Yale University

Class News

Howard Gillette '64 publishes Camden After the Fall

Last November, nearly 400 people gathered at a Rutgers-Camden conference titled "Beyond the Post-Industrial City." One purpose was to mark the publication of Camden After the Fall: Decline and Renewal in a Post-Industrial City, by Dr. Howard Gillette, Yale '64 (see credentials).

A review for the U. of Pennsylvania Press says that it "Camden After the Fall is a thorough, well-researched, and important book. Through a careful analysis of people and politics, Gillette challenges the accepted narrative of postwar urban decline. The story of Camden is of special consequence to urban historians, historians of late twentieth-century U.S. political economy, and students of contemporary urban policy.

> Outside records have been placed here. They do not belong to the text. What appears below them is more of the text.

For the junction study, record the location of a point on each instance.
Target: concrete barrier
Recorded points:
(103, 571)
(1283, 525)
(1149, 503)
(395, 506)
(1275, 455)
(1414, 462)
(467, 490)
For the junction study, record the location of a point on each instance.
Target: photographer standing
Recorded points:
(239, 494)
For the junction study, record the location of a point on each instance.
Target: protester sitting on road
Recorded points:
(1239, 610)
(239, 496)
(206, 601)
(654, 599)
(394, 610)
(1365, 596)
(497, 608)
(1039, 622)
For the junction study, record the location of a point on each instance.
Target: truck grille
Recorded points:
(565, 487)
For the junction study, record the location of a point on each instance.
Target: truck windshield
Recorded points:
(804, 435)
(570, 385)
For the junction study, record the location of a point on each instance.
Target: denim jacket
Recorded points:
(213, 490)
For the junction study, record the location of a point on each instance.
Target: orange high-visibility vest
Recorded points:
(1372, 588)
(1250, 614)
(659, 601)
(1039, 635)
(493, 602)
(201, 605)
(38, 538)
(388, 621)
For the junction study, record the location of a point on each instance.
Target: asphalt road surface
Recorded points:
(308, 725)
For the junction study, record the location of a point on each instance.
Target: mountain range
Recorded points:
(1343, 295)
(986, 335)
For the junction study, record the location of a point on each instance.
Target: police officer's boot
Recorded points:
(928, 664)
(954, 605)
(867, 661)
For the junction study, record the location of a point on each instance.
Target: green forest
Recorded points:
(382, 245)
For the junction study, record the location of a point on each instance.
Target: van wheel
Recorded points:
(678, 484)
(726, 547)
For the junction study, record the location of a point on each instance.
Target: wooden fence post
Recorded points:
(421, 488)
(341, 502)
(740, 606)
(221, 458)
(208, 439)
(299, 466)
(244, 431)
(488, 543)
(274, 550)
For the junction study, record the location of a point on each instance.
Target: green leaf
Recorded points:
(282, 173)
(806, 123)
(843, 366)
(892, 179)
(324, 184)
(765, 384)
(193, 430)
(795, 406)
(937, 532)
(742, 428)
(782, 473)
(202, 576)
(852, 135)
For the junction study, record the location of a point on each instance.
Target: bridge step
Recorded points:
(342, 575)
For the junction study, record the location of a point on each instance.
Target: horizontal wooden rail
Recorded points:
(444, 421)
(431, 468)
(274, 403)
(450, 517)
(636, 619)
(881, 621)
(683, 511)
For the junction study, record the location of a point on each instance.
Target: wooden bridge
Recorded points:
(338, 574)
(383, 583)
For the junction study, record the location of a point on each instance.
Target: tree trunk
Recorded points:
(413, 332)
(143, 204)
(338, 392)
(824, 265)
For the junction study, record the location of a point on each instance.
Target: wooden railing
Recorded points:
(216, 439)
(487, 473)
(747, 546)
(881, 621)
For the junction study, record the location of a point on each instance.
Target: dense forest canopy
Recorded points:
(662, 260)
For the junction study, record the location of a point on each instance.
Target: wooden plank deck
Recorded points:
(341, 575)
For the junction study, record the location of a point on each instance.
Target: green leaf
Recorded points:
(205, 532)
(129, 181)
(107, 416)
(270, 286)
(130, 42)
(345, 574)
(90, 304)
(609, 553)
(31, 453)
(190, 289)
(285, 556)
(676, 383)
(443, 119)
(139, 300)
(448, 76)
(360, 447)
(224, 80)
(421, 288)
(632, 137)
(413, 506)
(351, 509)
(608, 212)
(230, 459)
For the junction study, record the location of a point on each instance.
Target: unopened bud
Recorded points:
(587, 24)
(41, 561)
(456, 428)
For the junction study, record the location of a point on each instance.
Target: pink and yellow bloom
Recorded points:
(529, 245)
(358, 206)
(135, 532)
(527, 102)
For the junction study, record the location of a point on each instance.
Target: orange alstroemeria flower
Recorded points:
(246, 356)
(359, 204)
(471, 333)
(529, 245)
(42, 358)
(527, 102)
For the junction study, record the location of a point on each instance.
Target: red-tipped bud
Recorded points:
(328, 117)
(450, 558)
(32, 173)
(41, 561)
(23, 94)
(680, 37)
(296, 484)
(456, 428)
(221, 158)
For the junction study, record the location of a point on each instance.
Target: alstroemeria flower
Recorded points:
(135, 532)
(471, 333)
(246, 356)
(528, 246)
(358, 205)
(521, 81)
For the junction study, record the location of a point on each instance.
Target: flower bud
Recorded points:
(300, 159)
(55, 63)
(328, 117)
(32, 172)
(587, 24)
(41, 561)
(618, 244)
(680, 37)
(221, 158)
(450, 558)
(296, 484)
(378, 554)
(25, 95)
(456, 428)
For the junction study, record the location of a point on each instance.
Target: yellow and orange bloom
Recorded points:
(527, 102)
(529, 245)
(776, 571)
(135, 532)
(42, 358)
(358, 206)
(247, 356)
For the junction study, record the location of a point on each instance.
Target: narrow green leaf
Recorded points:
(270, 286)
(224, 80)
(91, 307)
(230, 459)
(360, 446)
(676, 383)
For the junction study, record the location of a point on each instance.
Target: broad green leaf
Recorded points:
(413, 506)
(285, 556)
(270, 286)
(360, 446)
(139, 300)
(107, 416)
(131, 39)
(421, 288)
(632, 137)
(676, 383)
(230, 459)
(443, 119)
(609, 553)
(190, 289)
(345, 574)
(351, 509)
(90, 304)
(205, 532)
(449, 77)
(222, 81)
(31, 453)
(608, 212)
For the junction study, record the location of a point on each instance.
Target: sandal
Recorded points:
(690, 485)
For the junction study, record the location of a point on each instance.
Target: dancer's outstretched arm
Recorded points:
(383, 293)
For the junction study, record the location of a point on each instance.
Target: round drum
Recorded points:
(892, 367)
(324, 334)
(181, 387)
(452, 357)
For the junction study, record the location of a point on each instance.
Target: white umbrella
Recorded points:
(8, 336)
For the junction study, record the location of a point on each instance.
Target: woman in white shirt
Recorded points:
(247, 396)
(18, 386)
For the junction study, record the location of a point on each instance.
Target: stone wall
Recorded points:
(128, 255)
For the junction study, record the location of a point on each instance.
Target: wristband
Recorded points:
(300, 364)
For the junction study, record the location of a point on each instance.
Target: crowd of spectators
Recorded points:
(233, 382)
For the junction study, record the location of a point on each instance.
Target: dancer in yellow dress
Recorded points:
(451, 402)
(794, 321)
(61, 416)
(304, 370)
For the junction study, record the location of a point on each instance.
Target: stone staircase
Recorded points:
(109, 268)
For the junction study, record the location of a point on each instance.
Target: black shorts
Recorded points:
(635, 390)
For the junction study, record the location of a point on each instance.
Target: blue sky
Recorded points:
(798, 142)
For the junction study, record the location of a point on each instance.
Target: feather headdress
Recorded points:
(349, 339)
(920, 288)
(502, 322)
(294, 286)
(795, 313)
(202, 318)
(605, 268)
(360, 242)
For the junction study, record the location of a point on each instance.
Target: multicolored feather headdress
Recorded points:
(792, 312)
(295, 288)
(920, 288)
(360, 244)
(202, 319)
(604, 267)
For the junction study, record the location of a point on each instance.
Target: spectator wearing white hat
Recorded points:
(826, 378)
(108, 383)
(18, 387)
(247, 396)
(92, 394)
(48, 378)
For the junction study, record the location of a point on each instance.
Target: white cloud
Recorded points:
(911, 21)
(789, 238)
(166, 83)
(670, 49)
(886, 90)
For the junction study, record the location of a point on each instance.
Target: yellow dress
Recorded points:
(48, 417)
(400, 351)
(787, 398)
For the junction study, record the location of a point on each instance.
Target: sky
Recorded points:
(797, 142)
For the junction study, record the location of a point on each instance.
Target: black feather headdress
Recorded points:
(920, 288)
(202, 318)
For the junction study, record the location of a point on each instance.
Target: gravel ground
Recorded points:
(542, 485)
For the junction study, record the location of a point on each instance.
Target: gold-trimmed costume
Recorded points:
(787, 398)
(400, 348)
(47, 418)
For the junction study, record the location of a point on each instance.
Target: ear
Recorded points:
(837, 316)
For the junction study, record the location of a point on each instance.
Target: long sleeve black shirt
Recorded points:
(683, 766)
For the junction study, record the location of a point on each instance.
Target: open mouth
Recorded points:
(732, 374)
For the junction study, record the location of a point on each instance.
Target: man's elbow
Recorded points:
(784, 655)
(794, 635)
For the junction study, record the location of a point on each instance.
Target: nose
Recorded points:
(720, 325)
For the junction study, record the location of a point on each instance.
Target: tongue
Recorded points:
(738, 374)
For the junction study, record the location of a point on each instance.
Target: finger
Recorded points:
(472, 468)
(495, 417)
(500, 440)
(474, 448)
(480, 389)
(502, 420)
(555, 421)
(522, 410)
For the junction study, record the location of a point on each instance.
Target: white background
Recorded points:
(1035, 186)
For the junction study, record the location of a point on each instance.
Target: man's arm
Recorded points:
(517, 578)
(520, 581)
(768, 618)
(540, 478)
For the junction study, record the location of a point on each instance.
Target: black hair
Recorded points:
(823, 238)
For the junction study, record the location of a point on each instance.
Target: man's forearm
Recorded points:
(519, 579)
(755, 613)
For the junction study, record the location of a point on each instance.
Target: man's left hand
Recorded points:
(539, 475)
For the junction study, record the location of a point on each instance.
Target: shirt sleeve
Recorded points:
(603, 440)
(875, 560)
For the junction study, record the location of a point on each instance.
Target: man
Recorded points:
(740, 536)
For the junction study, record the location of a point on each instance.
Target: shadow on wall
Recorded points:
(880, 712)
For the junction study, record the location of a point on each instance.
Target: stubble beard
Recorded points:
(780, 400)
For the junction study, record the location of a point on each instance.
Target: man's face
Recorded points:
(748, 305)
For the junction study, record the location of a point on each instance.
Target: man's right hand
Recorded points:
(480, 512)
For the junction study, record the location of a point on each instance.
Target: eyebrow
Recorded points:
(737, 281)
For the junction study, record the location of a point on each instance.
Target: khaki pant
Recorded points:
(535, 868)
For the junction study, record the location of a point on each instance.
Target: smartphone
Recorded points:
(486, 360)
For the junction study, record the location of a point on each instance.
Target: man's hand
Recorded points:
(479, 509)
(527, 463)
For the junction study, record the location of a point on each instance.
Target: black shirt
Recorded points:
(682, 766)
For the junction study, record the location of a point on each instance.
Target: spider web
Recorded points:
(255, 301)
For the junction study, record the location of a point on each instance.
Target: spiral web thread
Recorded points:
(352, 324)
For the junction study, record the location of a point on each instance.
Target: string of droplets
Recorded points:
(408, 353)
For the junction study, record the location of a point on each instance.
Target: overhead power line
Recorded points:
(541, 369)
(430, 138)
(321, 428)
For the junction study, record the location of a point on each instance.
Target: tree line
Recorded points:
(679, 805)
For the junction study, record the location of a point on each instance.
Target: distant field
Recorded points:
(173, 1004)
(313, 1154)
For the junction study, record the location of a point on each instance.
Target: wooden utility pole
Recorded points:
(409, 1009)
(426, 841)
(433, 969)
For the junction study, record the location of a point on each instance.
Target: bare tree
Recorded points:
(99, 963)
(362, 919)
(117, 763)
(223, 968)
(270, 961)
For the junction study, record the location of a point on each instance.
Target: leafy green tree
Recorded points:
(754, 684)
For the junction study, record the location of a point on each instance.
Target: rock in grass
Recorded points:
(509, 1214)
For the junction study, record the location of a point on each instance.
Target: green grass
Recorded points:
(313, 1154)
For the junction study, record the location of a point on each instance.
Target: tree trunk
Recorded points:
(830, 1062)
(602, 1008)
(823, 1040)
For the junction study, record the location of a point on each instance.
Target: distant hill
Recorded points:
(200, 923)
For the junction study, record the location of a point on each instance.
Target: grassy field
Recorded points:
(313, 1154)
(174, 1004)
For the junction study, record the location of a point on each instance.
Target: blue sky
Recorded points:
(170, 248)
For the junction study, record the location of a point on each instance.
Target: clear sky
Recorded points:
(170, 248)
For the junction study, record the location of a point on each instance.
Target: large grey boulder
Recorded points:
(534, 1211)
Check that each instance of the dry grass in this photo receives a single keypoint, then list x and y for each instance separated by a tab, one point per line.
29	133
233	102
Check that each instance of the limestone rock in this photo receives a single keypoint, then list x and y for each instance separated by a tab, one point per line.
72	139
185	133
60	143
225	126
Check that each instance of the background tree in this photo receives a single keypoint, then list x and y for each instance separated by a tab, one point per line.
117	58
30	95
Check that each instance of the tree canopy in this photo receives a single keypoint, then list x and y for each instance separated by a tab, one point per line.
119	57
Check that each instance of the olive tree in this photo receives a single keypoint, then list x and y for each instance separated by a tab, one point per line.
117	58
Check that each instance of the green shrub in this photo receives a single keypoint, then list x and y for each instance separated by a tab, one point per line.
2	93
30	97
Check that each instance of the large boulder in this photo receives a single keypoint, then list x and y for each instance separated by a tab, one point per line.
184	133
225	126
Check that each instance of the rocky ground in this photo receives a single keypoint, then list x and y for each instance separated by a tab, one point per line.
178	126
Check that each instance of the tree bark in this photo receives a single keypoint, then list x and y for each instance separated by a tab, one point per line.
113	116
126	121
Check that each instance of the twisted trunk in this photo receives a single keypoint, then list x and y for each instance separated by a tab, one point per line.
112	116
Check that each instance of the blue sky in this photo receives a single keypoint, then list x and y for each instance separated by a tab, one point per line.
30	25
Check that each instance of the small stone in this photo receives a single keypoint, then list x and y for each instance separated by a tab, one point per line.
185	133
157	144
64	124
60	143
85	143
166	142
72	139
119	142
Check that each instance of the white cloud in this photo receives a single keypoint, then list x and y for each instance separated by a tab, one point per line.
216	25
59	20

Gillette is certainly the person to tell that story."

A previous article on this website in 2001 cited an interview with the author in the Philadelphia Inquirer, which discussed Howard's research for this book and finished with his comment: "I hope that when I finish the work, the city would have turned a corner and I can say something really positive." Read the book and judge for yourself.


Credentials

Howard Gillette is Professor of History at Rutgers-Camden. He specializes in modern U.S. history, with a special interest in urban and regional development. Previously he taught at George Washington University and the University of Pennsylvania. He received his B.A. and Ph.D. degrees in American Studies From Yale University.

Professor Gillette is Director of the Mid-Atlantic Regional Center for the Humanities, a research and advocacy organization for bringing new intellectual and monetary resources to cultural practice in the humanities as it relates to the Mid-Atlantic states of New Jersey, Pennsylvania, New York, Delaware, Maryland, and the District of Columbia. His work in public history has included a role as a founder and first director of the Center for Washington Area Studies at the George Washington University and as editor of Washington History, the journal of the Historical Society of Washington, D.C. He currently serves on the editorial boards of the Pennsylvania Magazine of History and Biography and the Journal of Planning History. He is a past president of the Society for American City and Regional Planning History and a former board member of the Historical Society of Washington and the Camden County Historical Society. He is the author, among other works, of Between Justice and Beauty: Race, Planning, and the Failure of Urban Policy in Washington, D.C. (Johns Hopkins University Press, 1995).